One particularly promising option has been the development of tissue-engineered vascular grafts, which are made using a patient's own cells -- limiting the likelihood of rejection. However, these types of patient-specific grafts take up to 9 months to grow and can cost more than $15,000 per vessel.
Now Shannon Dahl, co-founder of biotechnology firm Humacyte in Durham, North Carolina, and her collaborators have developed a way to grow 'bioengineered veins' from donor cells by introducing the cells into scaffolds made of polyglycolic acid. Once these vascular grafts have grown in a bioreactor, the team strips them of cellular material using specialized detergents, leaving collagen tubes that are non-immunogenic -- that is, unlikely to be rejected by patients' immune systems. Using this method, the researchers say that instead of making one vascular graft at a time with one patient's cells, they could use cell banks to make as many as 37 large or 74 smaller blood vessels per donor, and cell banks put together from multiple donors could hold even more.
"We think we might be able to provide an alternative where other products don't function very well or aren't available," says Dahl. The research is published today in Science Translational Medicine.
Patent pending
The researchers tested the strength and durability of the bioengineered veins after they had been stored in a saline solution in the refrigerator for a year. When tested for burst pressure and other factors, the vascular grafts demonstrated characteristics similar to those of human blood vessels.
The team also implanted vascular grafts constructed from human donor cells into baboons. In the three baboons followed for six months, checks at 1, 3 and 6 months found that the 6-mm-wide bioengineered vessels remained open to the flow of blood, or 'patent'. In the five baboons followed for 1 to 3 months, all but one bioengineered vessel remained patent.
In a final experiment, the researchers used cells obtained from dogs to engineer narrower 3-mm-wide veins using the polyglycolic matrix. Narrower blood vessels that aren't native to a patient's own body tend to fail much more often than wider ones. The team seeded the grafts with the dogs' own endothelial cells, which line the interior of blood vessels.
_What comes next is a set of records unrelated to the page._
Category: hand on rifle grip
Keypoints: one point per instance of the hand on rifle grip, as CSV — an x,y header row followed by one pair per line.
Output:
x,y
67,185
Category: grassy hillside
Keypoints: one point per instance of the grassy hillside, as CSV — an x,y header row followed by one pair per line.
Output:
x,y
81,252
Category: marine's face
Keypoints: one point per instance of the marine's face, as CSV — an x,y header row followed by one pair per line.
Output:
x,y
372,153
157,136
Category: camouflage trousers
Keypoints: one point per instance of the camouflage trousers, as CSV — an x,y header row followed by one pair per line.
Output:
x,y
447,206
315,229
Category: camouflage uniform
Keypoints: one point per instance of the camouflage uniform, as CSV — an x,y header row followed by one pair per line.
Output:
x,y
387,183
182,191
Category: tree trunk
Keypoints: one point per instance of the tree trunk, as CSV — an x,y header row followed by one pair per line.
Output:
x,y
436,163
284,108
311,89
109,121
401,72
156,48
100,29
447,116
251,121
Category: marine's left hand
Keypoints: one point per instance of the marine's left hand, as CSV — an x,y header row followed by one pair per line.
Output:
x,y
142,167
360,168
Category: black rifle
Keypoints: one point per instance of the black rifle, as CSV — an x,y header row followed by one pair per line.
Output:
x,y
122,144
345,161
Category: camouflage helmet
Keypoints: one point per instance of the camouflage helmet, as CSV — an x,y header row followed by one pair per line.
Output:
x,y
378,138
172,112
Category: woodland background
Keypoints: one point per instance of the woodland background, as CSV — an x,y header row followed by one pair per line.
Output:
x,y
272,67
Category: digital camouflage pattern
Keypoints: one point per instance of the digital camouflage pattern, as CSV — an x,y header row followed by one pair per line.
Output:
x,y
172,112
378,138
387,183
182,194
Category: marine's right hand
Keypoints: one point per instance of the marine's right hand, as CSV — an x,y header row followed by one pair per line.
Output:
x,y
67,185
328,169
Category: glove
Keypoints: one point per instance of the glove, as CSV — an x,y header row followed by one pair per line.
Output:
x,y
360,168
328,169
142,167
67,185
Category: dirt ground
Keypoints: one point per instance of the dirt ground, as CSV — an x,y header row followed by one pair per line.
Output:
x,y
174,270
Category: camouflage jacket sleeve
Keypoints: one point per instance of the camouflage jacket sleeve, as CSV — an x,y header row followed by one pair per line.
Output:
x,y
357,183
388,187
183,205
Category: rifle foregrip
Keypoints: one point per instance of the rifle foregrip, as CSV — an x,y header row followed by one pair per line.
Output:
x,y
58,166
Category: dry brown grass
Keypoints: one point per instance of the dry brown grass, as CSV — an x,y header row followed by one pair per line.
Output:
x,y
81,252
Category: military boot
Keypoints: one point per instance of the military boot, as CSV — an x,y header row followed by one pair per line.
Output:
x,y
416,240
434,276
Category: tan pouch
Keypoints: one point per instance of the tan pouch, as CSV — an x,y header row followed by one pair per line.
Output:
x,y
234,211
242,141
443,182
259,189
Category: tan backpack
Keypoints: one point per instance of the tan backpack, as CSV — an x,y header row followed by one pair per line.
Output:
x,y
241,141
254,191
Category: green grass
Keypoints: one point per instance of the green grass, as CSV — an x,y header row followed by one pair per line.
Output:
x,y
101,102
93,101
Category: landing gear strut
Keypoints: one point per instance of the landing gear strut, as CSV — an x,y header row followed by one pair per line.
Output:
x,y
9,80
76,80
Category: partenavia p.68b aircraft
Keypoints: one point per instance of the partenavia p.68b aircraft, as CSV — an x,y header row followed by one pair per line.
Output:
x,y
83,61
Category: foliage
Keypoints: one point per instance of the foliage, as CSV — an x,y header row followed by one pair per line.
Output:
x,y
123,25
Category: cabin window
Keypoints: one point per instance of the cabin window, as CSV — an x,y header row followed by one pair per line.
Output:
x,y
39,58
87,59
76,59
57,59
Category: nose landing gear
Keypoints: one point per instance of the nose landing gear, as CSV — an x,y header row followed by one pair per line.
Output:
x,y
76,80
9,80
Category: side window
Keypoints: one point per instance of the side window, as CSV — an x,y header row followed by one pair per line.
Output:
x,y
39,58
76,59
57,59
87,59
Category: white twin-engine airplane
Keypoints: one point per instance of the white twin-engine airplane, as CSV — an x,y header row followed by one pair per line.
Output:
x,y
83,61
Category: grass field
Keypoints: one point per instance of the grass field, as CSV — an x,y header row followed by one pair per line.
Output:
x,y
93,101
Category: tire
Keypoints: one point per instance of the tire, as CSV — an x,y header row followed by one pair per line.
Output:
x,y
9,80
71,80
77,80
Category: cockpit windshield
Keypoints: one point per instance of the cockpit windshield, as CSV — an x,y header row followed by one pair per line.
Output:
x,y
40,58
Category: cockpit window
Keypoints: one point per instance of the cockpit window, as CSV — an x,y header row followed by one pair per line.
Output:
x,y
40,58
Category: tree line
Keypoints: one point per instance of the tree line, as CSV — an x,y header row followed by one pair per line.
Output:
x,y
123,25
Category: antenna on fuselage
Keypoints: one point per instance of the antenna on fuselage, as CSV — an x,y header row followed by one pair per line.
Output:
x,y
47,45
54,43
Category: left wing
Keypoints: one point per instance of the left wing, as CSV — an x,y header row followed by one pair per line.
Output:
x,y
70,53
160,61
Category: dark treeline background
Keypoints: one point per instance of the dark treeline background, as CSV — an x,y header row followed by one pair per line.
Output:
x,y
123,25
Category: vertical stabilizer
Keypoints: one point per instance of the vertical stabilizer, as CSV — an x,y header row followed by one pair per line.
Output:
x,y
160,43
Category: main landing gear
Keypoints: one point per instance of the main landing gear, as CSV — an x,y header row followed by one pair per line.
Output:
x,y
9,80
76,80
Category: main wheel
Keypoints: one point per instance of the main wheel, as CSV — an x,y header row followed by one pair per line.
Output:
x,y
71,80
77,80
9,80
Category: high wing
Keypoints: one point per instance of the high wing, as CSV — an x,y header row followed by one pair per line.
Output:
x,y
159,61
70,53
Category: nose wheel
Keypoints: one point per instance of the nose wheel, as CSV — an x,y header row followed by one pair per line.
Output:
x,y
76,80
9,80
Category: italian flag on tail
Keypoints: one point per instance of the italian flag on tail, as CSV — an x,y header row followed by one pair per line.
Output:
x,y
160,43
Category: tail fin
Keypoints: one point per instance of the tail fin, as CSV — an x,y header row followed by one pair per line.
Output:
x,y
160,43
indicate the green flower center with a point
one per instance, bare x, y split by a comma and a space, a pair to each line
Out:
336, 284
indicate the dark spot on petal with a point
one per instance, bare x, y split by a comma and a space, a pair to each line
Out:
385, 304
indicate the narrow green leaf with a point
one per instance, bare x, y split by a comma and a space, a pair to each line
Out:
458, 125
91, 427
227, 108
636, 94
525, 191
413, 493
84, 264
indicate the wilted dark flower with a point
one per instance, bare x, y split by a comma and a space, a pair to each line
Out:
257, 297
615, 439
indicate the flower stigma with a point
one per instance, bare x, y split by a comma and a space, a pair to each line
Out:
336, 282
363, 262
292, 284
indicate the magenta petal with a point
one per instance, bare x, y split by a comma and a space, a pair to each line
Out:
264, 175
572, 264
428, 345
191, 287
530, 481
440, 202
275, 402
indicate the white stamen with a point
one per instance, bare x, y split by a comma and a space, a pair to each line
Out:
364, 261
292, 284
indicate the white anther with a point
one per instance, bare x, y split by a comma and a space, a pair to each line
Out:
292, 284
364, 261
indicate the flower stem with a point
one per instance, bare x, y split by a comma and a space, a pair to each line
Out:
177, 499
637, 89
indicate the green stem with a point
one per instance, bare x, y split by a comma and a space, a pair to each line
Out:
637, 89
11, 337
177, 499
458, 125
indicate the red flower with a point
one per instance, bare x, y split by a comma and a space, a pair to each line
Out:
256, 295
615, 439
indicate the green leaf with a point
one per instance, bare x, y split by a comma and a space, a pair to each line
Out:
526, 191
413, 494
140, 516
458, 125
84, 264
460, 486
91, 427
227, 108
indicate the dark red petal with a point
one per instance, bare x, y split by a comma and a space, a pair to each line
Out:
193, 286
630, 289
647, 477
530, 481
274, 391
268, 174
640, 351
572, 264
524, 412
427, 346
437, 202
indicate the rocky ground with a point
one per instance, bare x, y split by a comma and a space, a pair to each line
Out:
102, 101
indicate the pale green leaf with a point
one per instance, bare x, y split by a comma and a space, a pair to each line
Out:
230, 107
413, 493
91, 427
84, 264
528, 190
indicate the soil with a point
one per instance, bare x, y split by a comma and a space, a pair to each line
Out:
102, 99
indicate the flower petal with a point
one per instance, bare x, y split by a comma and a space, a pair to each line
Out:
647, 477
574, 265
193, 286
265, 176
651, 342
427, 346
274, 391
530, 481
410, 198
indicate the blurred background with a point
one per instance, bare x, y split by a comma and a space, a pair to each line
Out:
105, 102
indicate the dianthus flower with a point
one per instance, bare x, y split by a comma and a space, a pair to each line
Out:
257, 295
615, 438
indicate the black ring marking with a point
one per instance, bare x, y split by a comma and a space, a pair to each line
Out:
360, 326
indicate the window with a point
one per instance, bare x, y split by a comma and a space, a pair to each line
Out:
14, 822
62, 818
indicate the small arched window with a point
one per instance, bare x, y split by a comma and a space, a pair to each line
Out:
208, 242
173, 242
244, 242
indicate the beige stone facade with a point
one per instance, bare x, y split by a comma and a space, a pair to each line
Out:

For five out of six dogs in the study, the bioengineered blood vessels remained active when checked at selected intervals -- with the two cases checked after a year still showing patency.
However, Edward Woo, vice-chief of vascular surgery and endovascular therapy at the University of Pennsylvania in Philadelphia says that until the team carries out longer follow-up studies with more animals, little can be said about the long-term patency of the bioengineered veins. "Their data are pretty weak," says Woo. "I think it is interesting, this extracellular matrix that can be refrigerated, but they have not proven in their study that there's any improved patency of this over anything else that's out there right now."
Gianni Angelini, clinical chair of cardiothoracic surgery at Imperial College London, says that if the smaller blood vessels made by the team need to be seeded with a patient's own cells, that would reduce the "off the shelf" utility of the grafts.
Dahl concedes that this is a major point to address in future research. "Maybe in the future it could be possible to use a bioengineered graft without endothelial cells, but that remains to be seen," she says.